MILLENNIALS prove to be the biggest losers of the pandemic according to a new study
Millennials, as people between the ages of 24 and 39 years old are broadly known, are the generation that has suffered the most during the coronavirus pandemic from a reduction in income and working hours, according to a new study published on Monday, February 22. The generational impact of the coronavirus, conducted by 40dB surveyed 1,000 people between the ages of 16 and 75 in order to better understand the economic and emotional impact of the Covid crisis across different age groups.
“The pandemic has accentuated the trend that we have already seen since the debacle of 2008; once again these young people are the big losers in this political climate,” said Stephan Zao, an analyst at 40dB.

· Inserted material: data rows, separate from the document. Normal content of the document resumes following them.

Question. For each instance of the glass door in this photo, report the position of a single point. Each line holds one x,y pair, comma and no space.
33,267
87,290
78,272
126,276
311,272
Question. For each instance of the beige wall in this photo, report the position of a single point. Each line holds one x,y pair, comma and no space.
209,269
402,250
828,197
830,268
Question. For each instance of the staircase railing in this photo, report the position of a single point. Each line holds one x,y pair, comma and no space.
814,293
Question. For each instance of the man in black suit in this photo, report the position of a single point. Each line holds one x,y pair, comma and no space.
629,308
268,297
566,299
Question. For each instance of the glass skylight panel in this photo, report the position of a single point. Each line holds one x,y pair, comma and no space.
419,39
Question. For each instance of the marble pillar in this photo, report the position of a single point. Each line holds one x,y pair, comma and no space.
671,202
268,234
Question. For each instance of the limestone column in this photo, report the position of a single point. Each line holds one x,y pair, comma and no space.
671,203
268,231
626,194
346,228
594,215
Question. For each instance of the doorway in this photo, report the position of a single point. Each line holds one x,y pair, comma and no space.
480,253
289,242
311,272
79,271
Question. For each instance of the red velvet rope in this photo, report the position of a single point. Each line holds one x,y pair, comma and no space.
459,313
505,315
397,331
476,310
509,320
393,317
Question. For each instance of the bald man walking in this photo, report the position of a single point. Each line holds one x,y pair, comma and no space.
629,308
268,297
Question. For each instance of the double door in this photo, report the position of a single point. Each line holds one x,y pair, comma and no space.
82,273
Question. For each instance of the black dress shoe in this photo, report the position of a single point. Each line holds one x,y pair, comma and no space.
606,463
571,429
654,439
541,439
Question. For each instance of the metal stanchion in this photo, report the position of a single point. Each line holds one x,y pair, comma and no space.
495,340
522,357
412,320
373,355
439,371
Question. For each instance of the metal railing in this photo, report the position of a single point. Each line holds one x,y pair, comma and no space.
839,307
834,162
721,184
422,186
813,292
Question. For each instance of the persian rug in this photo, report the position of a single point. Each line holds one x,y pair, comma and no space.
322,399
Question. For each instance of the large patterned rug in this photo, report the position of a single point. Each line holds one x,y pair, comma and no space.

The survey showed that 66 per cent of millennials experienced a drop in income since March 2020, compared with 50 per cent of people 40 years old. Additionally, millennials are also those who have seen their working hours reduced the most (48.9 per cent compared to 36.8 per cent of the general population) and those most affected by job loss (8.5 per cent versus 5.1 per cent of the general population).
Laura, a 31-year-old living in Madrid, told El Pais of her financial hardship during the pandemic.
“Are there really people my age who have a fixed income? It is hard to believe it. During confinement my oven broke and I realised that neither a car nor a house are the themes of my generation, things are about ovens, I don’t have money to buy a new one,” the journalism graduate said.